Так или иначе, оба были в относительном порядке. Кристи выглядела хуже, однако невесомость благотворно подействовала и на нее. Пилот наконец оглянулся, сообщил отсиженным языком, что сейчас включит тяжесть в десять процентов стандартной, и в самом деле включил. Эрвин и Кристи мягко опустились на пол. Кристи осталась лежать, а Эрвин, с трудом приняв сидячее положение, в течение нескольких мгновений ощущал жалость к ней – неуместную, конечно. Ну что ей стоило улететь со Сковородки заранее? Пусть не сразу на ее родимую планету, пусть ей пришлось бы добираться до Тверди кружным путем – неважно! Денег ей хватило бы. Зато Хлябь теперь виделась бы ей разве что в ночных кошмарах.

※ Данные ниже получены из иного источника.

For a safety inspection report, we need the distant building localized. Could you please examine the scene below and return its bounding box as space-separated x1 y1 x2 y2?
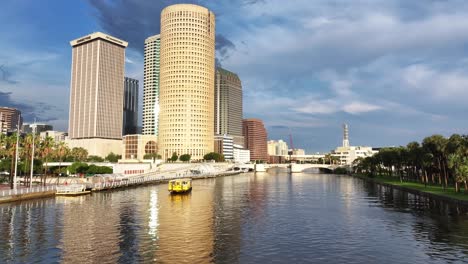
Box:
123 77 138 135
122 135 158 160
243 118 268 161
143 35 161 136
21 123 54 135
331 124 378 165
40 130 68 142
158 4 215 160
214 68 244 145
214 135 234 160
268 139 288 156
68 32 128 156
232 144 250 163
0 107 23 134
292 149 305 156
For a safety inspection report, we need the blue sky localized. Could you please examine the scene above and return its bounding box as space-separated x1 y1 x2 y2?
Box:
0 0 468 152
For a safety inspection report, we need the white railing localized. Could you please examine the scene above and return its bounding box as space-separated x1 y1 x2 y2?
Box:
0 185 56 197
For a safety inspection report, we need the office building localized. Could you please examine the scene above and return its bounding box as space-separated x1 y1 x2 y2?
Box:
21 123 54 135
243 118 268 161
122 135 158 160
232 144 250 163
158 4 215 160
268 139 288 156
0 107 23 134
68 32 128 156
122 77 138 135
214 135 234 160
40 130 68 142
143 35 161 136
331 124 378 165
214 68 244 145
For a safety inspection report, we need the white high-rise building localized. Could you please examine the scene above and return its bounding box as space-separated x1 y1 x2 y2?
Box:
143 35 161 136
158 4 215 160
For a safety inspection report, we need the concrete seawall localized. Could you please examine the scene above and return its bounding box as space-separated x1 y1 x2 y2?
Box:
0 190 55 204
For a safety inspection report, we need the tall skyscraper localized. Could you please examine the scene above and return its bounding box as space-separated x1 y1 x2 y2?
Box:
343 124 349 147
122 77 138 135
68 32 128 156
143 35 161 136
215 68 244 145
0 107 23 133
158 4 215 160
243 118 268 161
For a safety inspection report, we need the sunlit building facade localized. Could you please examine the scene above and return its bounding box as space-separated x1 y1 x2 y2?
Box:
158 4 215 160
143 34 161 136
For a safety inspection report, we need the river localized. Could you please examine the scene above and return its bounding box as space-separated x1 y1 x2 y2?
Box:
0 170 468 264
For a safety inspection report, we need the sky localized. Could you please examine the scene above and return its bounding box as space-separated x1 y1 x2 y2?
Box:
0 0 468 153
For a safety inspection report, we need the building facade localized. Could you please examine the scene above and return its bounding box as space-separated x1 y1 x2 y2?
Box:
268 139 289 156
243 118 268 161
122 77 138 135
158 4 215 160
122 135 158 160
21 123 54 135
214 135 234 160
143 35 161 136
232 145 250 163
68 32 128 140
0 107 23 134
40 130 68 142
214 68 244 145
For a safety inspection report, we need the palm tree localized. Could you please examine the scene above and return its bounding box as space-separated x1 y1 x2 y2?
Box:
39 137 54 186
54 141 70 183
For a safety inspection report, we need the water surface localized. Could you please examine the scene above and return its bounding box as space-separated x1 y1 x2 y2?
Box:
0 171 468 263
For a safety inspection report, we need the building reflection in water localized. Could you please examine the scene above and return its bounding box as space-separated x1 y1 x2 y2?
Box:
155 179 215 263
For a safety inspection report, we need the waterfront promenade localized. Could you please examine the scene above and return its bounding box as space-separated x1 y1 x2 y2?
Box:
0 163 239 203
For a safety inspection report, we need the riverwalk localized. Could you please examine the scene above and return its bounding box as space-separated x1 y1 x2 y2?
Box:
0 167 240 203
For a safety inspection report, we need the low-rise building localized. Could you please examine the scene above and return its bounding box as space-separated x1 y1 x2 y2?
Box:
122 134 158 160
39 130 68 142
233 144 250 163
332 146 378 165
214 135 234 160
21 123 54 135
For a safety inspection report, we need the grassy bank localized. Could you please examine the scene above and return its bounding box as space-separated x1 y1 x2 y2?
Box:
354 175 468 202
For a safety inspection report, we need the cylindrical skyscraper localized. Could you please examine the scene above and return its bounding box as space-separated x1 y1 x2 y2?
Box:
158 4 215 159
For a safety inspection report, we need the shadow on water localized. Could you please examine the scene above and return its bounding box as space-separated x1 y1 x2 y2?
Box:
0 172 468 263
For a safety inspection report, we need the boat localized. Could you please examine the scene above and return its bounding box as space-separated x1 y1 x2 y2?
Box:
55 184 91 196
168 178 192 193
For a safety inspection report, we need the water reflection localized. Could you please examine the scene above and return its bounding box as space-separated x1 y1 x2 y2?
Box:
0 171 468 263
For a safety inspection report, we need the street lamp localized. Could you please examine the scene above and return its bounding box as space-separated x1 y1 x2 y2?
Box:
13 115 21 194
29 124 37 190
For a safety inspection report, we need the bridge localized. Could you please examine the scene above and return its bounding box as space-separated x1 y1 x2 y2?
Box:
235 163 346 173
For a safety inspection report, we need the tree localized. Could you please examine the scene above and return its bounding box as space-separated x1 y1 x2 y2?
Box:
88 155 104 162
38 137 54 186
70 147 88 162
67 162 89 174
105 152 122 163
54 141 70 177
171 152 179 162
179 154 192 162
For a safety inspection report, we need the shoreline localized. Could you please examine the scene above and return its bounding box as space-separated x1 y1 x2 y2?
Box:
350 174 468 208
0 171 241 204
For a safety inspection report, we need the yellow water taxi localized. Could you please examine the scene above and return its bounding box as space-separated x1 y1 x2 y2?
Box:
168 178 192 193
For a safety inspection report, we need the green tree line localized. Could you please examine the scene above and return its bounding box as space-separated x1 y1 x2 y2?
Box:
0 133 121 188
354 134 468 192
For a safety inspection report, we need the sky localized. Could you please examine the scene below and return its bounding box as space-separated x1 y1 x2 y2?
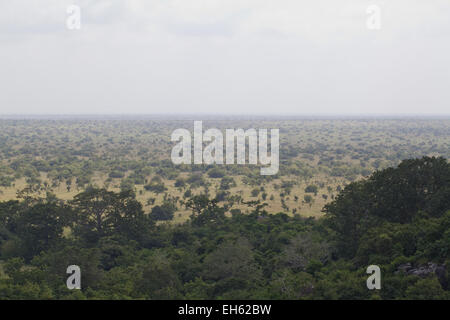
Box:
0 0 450 114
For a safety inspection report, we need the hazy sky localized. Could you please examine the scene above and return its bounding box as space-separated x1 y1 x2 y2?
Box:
0 0 450 114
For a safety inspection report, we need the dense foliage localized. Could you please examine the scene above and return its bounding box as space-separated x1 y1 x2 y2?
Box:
0 157 450 299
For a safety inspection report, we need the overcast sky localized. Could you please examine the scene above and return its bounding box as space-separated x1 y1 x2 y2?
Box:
0 0 450 114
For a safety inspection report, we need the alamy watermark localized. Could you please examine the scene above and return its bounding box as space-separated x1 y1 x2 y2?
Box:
171 121 280 175
366 265 381 290
66 265 81 290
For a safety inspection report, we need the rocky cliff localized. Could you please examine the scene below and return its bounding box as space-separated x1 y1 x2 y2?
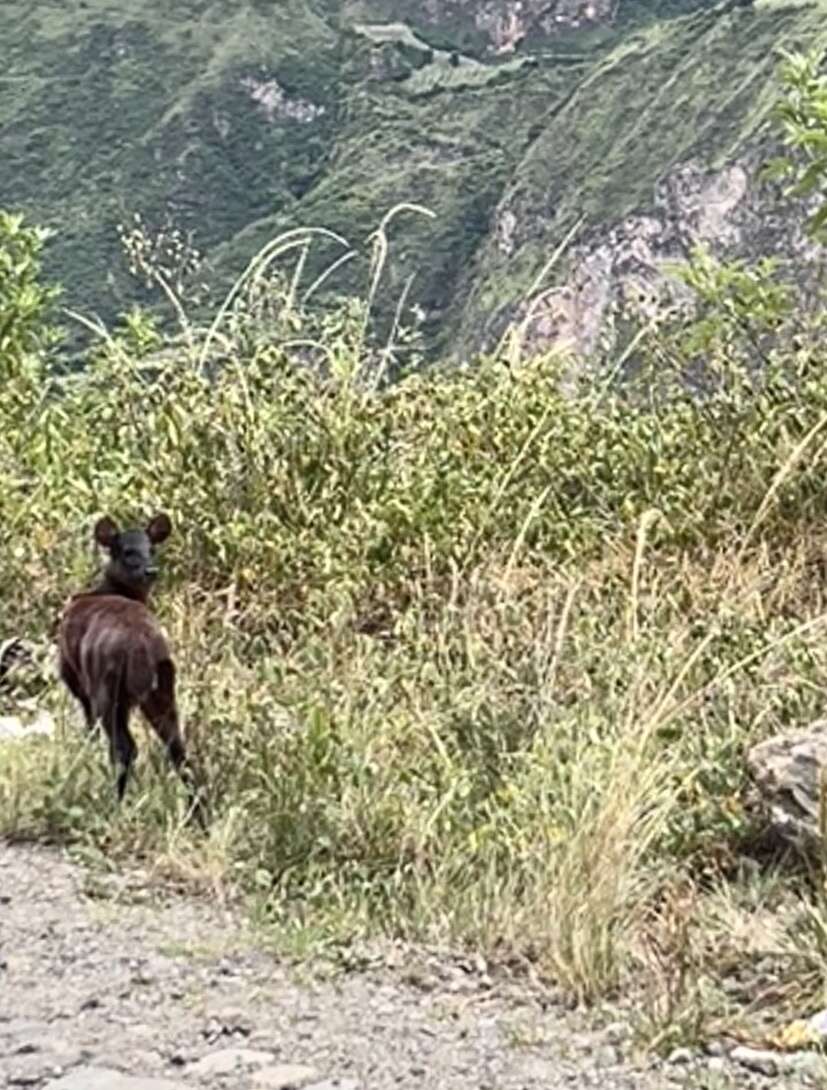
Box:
0 0 827 364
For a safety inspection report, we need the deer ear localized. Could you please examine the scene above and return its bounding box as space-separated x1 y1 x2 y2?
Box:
95 514 118 548
146 511 172 545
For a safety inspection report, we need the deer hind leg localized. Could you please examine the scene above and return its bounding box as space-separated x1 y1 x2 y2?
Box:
60 658 95 730
101 680 137 802
139 658 206 828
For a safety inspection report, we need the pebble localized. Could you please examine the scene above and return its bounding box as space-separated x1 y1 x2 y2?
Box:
604 1022 631 1044
667 1049 692 1064
305 1079 362 1090
46 1067 192 1090
187 1049 276 1076
731 1044 778 1076
253 1064 319 1090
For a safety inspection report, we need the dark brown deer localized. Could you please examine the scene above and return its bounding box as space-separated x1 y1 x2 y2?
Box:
58 514 204 825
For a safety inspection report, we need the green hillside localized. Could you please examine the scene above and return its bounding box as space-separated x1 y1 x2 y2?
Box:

Потом вошел, цепляясь за стены, Каин, и жалость была отброшена. Пахану досталось не меньше, чем Эрвину, к тому же весь разгон он вместе со своими людьми просидел в тесном пассажирском отсеке, где, наверное, было ни встать ни лечь. Постояв самую малость, Каин сел на пол. Что еще делать, когда ноги чужие и не держат?
– Летаргатор, а? – прохрипел он.
– Он самый, – отозвался Эрвин. Говорить все еще было трудновато, но все же язык во рту мало-помалу переставал напоминать посторонний предмет.
– Пройдет?
– Ты же знаешь, что такое малая доза, – успокоил Эрвин. – Пройдет.
– Как ты это устроил?
Вместо ответа Эрвин послал Каину взгляд, исполненный иронии.
– Брось, – поморщился тот. – В такие случайности я не верю.
Эрвин скривил ухмылку, хотя, наверное, получилась невнятная гримаса.
– Если бы тебя собрались резать, ты тоже выдумал бы что-нибудь этакое…
– Не стал бы я тебя резать, – объявил Каин.
– Ну да, конечно. Просто обстругал бы немного.
Каин помолчал. Потом кивнул.
– Эй, орлы-налетчики, – подал голос пилот. – А дальше что?
– А дальше бери курс на сближение со «Стремительным», – сказал Эрвин. – Не дрейфь, ему ничего не грозит. Даже заплатим.
– «Стремительный» пойдет в Астероидную систему, – молвил пилот.
– Сам знаю. А теперь, будь добр, покажи, где тут у вас аптечка, и заткнись.